In order to overcome the coronavirus crisis, in addition to relief for single parents, a child bonus for families, and short-time work benefits, temporary changes to the Value Added Tax Act have also been in effect since July 1, 2020.
Value added tax will be reduced by up to 3 percentage points from July 1 to December 31, 2020, bringing the general sales tax rate down from 19% to 16% and the reduced tax rate down by 2 percentage points from 7% to 5%the reduction in VAT is intended to help stimulate consumption and slowly boost the economy after the lockdown and the resulting economic damage.
The temporary reduction in the tax rate is intended to mitigate the effects of the coronavirus pandemic, particularly in the hospitality industry, and to support restaurateurs when they reopen. From July 1, 2020, to December 31, 2020, a reduced tax rate of 5% (instead of 19%) will apply to the sale of food. The VAT rate will then rise to 7% for six months (January 1, 2021 to June 30, 2021). The general sales tax rate of 19% will apply again from July 1, 2021.

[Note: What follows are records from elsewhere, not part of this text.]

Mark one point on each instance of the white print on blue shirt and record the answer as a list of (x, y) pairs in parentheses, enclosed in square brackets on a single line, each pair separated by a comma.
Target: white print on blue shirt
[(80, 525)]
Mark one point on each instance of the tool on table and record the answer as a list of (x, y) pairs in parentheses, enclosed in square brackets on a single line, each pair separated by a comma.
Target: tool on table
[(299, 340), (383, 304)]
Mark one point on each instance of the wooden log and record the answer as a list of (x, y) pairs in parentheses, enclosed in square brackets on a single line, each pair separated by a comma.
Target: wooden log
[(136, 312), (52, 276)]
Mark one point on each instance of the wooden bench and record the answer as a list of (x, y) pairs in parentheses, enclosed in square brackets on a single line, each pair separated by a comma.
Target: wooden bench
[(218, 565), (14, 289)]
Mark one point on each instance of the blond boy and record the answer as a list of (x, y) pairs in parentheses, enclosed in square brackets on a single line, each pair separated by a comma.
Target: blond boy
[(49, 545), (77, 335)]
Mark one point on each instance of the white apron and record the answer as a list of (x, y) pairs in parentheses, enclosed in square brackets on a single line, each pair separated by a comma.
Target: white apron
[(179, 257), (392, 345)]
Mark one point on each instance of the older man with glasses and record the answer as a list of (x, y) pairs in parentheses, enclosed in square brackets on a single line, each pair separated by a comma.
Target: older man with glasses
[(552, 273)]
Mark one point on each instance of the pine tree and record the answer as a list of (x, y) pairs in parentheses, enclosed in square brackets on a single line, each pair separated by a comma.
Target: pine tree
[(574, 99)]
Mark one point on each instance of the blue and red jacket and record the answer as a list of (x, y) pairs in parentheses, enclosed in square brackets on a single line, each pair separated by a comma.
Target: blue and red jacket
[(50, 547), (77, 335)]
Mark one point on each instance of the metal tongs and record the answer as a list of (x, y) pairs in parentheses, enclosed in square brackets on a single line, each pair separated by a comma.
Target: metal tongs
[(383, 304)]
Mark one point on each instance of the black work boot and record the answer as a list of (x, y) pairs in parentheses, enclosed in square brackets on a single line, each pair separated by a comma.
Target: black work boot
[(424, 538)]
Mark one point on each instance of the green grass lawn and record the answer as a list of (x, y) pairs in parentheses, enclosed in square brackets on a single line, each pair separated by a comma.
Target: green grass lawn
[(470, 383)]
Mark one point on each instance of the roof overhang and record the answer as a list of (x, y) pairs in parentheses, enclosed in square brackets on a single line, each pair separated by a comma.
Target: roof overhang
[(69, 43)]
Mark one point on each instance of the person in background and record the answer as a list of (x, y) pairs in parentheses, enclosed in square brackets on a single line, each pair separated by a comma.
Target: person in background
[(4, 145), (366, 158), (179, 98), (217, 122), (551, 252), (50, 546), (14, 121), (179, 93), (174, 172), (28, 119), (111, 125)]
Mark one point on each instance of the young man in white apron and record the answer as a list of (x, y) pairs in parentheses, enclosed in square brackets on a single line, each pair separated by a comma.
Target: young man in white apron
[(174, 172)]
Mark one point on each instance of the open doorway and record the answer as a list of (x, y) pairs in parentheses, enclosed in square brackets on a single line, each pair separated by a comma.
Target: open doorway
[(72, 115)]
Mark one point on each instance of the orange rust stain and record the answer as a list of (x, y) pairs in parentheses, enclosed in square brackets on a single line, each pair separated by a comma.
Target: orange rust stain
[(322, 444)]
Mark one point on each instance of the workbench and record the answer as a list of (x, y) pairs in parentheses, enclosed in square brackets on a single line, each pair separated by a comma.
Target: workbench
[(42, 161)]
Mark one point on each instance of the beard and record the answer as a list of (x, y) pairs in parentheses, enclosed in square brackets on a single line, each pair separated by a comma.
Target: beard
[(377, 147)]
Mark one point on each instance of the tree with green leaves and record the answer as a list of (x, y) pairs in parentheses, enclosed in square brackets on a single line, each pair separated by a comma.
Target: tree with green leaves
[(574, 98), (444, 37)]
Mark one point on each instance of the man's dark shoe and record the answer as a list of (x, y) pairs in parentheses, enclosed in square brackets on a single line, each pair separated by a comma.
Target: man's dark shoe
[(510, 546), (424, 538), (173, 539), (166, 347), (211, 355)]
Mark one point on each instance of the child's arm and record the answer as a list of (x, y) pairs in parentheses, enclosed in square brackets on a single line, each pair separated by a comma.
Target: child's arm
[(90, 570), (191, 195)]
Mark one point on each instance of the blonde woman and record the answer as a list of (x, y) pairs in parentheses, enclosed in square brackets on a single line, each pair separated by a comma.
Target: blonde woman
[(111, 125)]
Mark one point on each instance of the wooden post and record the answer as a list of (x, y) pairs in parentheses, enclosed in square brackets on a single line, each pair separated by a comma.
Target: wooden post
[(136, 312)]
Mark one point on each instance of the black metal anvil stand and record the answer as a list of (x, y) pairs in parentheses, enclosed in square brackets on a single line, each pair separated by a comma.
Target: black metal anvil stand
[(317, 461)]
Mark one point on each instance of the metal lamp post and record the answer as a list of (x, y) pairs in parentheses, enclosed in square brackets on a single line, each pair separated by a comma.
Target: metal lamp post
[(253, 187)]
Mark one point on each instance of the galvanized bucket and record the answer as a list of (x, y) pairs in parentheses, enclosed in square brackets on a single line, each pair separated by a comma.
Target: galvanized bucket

Against this background, companies should note the following points during the relevant period:
- all contracts should be reviewed and amended if necessary
- all IT and accounting systems and processes should be reviewed and adjusted if necessary
- Cash register systems should be adapted to the changes so that cash register receipts show the correct amount
- Incoming and outgoing invoices should be checked for the new sales tax rate
Depending on the sales strategy pursued, the reduction in sales tax may benefit consumers and businesses alike. Companies are free to decide how they want to use the tax reduction for themselves. For example, they can reduce prices for end customers in order to increase sales through a higher number of customers. However, companies can also take advantage of the higher profit margin resulting from the lower sales tax.